Second, we must firmly advance win-win cooperation. Cooperation is the only right choice to bring about benefits. But cooperation requires mutual accommodation of each other's interests and concerns and the quest of the greatest common ground of converging interests. If China and the United States cooperate well, they can become a bedrock of global stability and a booster of world peace. Should they enter into conflict or confrontation, it would lead to disaster for both countries and the world at large. The areas where we should, and can, cooperate are very broad. For instance, we should help improve the global governance mechanism and work together to promote a sustained growth of world economy and maintain stability in the global financial market. We should conclude as soon as possible a balanced and high-quality bilateral investment treaty (BIT), deepen the building of a new type of mil-to-mil relations between the two countries, expand pragmatic cooperation on clean energy and environmental protection, strengthen  exchanges   on law enforcement, anti-corruption, health and local affairs and tap the cooperation potential in infrastructure development. We should deepen communication and cooperation at the United Nations, APEC, G20 and other multilateral mechanisms as well as on major international and regional issues and global challenges, so as to make a bigger contribution to world peace, stability and prosperity.

Third, we must manage our differences properly and effectively. As a Chinese saying goes, "The sun and the moon shine in different ways, yet their brightness is just right for the day and the night respectively." It is precisely because of so many differences that the world has become such a diverse and colorful place, and that the need to broaden common ground and iron out differences has become so important. A perfectly pure world is non-existent since disagreements are a reality people have to live with. China and the United States do not see eye to eye on every issue, and it is unavoidable that we may have different positions on some of the issues. What matters is how to manage the differences. And what matters most is that the two sides should respect each other, seek common ground while reserving differences, take a constructive approach to enhance understanding and expand consensus and spare no effort to turn differences into areas of cooperation.

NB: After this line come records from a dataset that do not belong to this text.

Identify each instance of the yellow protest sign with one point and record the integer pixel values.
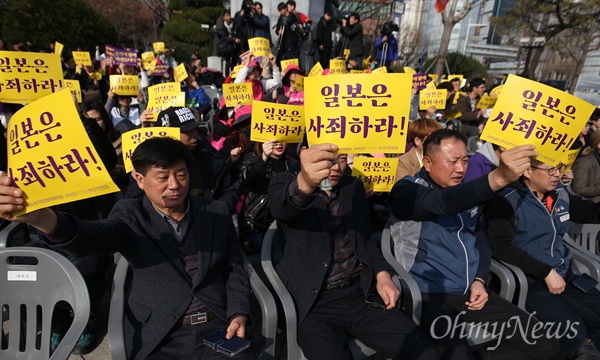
(50, 156)
(163, 88)
(259, 46)
(27, 76)
(529, 112)
(124, 84)
(132, 138)
(158, 102)
(58, 47)
(300, 82)
(272, 121)
(486, 102)
(234, 93)
(75, 88)
(497, 90)
(180, 73)
(457, 95)
(159, 47)
(337, 66)
(316, 70)
(361, 114)
(376, 173)
(235, 71)
(569, 159)
(82, 57)
(437, 98)
(286, 63)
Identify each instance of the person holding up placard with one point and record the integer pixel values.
(472, 119)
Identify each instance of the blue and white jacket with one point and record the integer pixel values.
(434, 232)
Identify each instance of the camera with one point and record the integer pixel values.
(388, 28)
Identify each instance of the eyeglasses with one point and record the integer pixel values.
(552, 170)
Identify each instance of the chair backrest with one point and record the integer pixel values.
(270, 243)
(116, 315)
(30, 292)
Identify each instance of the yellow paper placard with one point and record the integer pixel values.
(54, 161)
(58, 47)
(456, 96)
(234, 93)
(235, 71)
(272, 121)
(124, 84)
(497, 90)
(133, 138)
(75, 88)
(259, 46)
(159, 47)
(316, 70)
(428, 98)
(286, 63)
(300, 82)
(28, 76)
(180, 73)
(529, 112)
(376, 173)
(163, 101)
(361, 114)
(569, 159)
(337, 66)
(82, 57)
(486, 102)
(163, 88)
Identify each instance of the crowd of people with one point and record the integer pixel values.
(452, 209)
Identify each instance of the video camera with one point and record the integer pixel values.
(388, 28)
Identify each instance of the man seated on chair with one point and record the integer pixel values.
(434, 218)
(526, 224)
(331, 264)
(188, 277)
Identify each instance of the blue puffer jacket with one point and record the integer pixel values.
(436, 241)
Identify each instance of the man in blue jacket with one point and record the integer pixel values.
(435, 217)
(526, 225)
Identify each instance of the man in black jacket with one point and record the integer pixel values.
(332, 266)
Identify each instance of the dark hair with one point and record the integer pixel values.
(160, 152)
(434, 140)
(476, 82)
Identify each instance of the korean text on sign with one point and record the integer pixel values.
(376, 173)
(124, 84)
(50, 156)
(28, 76)
(237, 93)
(133, 138)
(435, 98)
(259, 46)
(271, 121)
(529, 112)
(361, 114)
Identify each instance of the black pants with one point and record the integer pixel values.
(341, 314)
(185, 342)
(443, 315)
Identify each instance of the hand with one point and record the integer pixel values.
(513, 163)
(237, 327)
(315, 163)
(268, 149)
(478, 296)
(388, 291)
(556, 284)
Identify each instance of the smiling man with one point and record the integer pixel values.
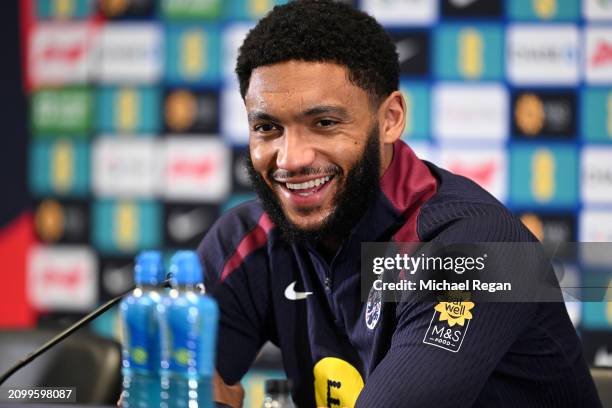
(320, 85)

Fourth, we must foster friendly sentiments among our peoples. People-to-people relations underpin state-to-state relations. Though geographically far apart, our peoples boast a long history of friendly exchanges. Some 230 years ago, Empress of China, a US merchant ship, sailed across vast oceans to the shores of China. Some 150 years ago, tens of thousands of Chinese workers joined their American counterparts in building the trans-continental Pacific Railway. Some 70 years ago, China and the United States, as allies in the World War II, fought shoulder to shoulder, to defend world peace and justice. In that war, thousands of American soldiers laid down their precious lives for the just cause of the Chinese people. We will never forget the moral support and invaluable assistance the American people gave to our just resistance against aggression and our struggle for freedom and independence.